Ellah Wakatama is a writer, editor, publisher and critic. She has occupied key roles in publishing for many years, and has opened doors not only for individual African writers, and African writing in general, but Ellah has championed LGBTQI+ writers. So with this in mind, to have all of Ellah’s overlapping skills and passions to bring to bear on Africa’s key award on gender and sexuality, expressed in fiction, non-fiction, poetry and photography, is a boon, a boost and a blessing.
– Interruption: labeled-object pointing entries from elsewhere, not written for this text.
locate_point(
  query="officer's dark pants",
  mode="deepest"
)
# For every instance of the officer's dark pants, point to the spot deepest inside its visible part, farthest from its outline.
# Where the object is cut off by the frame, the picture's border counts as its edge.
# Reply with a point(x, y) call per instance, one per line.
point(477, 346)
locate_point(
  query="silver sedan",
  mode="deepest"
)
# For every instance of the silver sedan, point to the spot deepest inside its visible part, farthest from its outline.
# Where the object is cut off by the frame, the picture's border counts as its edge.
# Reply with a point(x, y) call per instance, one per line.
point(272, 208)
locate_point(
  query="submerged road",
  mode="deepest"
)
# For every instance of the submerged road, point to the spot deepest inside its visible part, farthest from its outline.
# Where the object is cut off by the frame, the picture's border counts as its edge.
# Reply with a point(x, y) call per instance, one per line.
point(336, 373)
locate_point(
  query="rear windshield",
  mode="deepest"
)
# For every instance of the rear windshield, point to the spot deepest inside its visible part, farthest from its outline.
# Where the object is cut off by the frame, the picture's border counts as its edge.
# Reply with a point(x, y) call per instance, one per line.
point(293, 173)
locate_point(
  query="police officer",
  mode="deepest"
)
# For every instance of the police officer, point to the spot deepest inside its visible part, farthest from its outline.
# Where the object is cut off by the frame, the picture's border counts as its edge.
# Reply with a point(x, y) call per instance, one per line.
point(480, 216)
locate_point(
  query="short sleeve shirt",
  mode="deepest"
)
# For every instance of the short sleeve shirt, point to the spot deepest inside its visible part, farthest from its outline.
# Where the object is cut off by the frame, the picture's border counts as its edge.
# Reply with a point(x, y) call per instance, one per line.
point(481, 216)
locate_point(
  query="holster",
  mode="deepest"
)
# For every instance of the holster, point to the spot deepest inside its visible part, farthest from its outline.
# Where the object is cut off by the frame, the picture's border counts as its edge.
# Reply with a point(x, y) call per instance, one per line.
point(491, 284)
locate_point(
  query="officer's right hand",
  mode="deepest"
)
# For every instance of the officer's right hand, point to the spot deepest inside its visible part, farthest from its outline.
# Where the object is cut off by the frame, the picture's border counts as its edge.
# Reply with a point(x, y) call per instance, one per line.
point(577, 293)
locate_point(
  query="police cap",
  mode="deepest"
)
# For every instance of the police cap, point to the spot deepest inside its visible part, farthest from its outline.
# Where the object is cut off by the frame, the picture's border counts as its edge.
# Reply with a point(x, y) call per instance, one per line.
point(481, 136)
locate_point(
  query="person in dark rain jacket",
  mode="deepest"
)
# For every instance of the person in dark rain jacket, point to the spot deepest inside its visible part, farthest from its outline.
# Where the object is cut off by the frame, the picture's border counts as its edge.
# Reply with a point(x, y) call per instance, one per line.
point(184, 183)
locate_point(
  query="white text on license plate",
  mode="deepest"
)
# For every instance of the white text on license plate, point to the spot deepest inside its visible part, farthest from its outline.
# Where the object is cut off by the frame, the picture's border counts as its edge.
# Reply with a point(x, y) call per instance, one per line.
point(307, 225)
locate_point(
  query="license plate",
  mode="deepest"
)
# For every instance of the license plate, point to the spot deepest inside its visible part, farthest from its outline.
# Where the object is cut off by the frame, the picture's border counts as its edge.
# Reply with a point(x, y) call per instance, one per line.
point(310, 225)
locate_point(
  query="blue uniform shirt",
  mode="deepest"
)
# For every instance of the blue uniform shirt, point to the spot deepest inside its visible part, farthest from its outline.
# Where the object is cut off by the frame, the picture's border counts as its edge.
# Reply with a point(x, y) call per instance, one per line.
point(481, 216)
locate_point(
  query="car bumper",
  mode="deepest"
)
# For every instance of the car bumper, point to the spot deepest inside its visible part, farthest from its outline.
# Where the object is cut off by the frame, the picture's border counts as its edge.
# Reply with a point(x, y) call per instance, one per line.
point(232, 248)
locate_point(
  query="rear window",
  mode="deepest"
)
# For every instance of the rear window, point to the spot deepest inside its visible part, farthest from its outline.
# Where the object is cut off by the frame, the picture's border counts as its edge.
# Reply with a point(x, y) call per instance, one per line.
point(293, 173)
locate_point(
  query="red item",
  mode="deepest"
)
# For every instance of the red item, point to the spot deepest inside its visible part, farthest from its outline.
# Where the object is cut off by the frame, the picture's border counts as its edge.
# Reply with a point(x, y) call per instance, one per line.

Otosirieze Obi-Young is a writer, editor, journalist and curator. He is editor of Folio Nigeria, CNN’s exclusive media affiliate in Nigeria. He is an editor at 14, Nigeria’s first queer art collective, and curator at the Art Naija Series, a sequence of e-anthologies exploring different aspects of Nigerianness. He was a judge for the Morland Writing Scholarship. He was deputy editor of Brittle Paper, where he curated the Brittle Paper Awards. His work in queer advocacy has been profiled in Literary Hub. In 2019, he received the Future Awards Africa Nigeria Prize for Literature.
Mark Gevisser‘s latest book, The Pink Link: Journeys Across the World’s Queer Frontiers, has been selected by Time, the Guardian and the Financial Times as one of the books of 2020. His previous books include Thabo Mbeki: The Dream Deferred, which won the 2008 Sunday Times Alan Paton Award for Non-Fiction; and Lost and Found in Johannesburg: A Memoir (2012), which won the Recht Malan Prize and was shortlisted for both the Sunday Times Alan Paton Award and the Jan Michalski Prize for World Literature, and Portraits of Power: Profiles in a Changing South Africa. He frequently publishes journalism on sexuality and gender, and was the co-editor of the pathbreaking Defiant Desire, Gay and Lesbian Lives in South Africa. He was one of the organisers of Africa’s first Pride march in Johannesburg in 1990.